Илья Азар поговорил с экс-кандидатом в президенты Беларуси Светланой Тихановской об этой проблеме, а еще об эффективности ее трехлетней дипломатической деятельности за рубежом в качестве «национального лидера Беларуси».


Тихановская настаивает, что уехавших белорусов нельзя уравнивать с россиянами, потому что у последних «всё-таки есть империалистические амбиции, которые распространяются на большинство населения», а президент Владимир Путин, в отличие от Лукашенко, легитимный.


Паспорт белоруса


— Что значит для паспорта Новой Беларуси указ Александра Лукашенко о лишении белорусов возможности обменять паспорт в дипломатических представительствах страны?


— Мы начали работать над паспортом Беларуси еще год назад, и изначально он задумывался как документ, [свидетельствующий о том], что человек — белорус.

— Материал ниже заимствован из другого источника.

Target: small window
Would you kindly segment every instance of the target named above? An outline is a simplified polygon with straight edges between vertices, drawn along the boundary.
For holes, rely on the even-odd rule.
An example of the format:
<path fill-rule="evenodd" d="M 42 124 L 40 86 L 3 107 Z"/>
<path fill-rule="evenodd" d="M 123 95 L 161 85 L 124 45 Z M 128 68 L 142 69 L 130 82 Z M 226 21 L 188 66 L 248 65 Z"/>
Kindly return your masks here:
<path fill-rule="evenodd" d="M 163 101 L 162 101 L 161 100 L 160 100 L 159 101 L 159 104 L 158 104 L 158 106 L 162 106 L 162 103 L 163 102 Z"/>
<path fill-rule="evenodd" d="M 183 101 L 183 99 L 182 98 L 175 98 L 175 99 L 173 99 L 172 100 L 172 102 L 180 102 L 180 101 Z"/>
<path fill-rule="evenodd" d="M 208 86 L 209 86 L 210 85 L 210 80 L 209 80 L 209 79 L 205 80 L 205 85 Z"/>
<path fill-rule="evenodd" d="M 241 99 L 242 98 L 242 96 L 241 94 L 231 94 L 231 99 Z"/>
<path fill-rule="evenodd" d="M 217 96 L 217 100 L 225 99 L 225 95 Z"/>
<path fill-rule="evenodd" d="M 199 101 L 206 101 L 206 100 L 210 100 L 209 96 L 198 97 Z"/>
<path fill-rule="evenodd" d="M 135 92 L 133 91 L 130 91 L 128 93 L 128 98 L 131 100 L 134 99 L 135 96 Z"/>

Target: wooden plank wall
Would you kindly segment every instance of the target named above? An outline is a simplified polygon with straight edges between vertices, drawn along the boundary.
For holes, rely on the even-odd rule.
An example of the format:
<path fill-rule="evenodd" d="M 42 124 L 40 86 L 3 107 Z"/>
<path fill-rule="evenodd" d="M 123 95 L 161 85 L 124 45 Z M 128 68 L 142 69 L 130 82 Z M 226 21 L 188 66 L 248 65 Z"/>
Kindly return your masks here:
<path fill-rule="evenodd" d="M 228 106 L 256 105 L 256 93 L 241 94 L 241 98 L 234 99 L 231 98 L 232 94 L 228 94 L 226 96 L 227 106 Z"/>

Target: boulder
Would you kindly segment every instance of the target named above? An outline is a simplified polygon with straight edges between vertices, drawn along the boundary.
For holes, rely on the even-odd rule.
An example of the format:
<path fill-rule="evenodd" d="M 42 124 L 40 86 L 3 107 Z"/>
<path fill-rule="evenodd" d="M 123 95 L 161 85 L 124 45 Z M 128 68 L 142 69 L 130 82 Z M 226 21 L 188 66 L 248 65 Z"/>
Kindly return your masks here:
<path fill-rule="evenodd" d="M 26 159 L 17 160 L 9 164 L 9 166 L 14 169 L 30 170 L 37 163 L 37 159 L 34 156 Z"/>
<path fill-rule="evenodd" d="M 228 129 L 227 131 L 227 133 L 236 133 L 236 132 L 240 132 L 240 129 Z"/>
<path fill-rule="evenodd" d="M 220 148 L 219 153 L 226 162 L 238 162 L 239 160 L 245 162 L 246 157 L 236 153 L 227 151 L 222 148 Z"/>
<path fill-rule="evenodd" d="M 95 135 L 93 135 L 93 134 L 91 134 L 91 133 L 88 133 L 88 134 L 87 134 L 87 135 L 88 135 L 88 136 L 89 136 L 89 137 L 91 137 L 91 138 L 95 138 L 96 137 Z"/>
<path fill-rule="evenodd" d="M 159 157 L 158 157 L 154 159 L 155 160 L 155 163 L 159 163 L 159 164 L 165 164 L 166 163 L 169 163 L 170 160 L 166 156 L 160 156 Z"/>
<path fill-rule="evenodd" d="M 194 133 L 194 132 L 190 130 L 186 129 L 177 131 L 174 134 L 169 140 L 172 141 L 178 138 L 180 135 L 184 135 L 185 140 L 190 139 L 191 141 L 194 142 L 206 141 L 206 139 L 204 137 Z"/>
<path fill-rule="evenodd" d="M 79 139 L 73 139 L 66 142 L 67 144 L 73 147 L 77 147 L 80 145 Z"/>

Замысел у нас был больше символический.


Но Лукашенко в какой-то степени нам подыграл, потому что теперь встал вопрос о срочности признания такого документа, и [хорошо], что мы уже подготовились к этому.


— Вы больше месяца назад говорили, что пока никакие страны паспорт не признают. Есть какое-то продвижение в этом вопросе? Что вообще сейчас происходит?


— Речь о признании не идет, пока мы не произвели образцы этого документа. Сейчас мы в процессе, и только после того, как будет готов образец, мы отправим его во все министерства всех стран. Тогда они посмотрят, как этот документ согласовывается с их внутренними законами и есть ли возможность признания такого паспорта.


Конечно, [тут нужна] политическая воля, и мы уже ведем консультации со многими странами, уведомляем их о том, что будет сделан такой шаг. Значит, они могут заблаговременно подготовиться.


Проект называют амбициозным и беспрецедентным. Некоторые опасаются, что это может стать прецедентом для граждан, которые борются против режимов в других странах. Другие, наоборот, видят именно в этом плюс нашей идеи.


Поскольку подобного никогда раньше не делалось, конечно, будут опасения, конечно, будет недопонимание, но всегда что-то делается впервые.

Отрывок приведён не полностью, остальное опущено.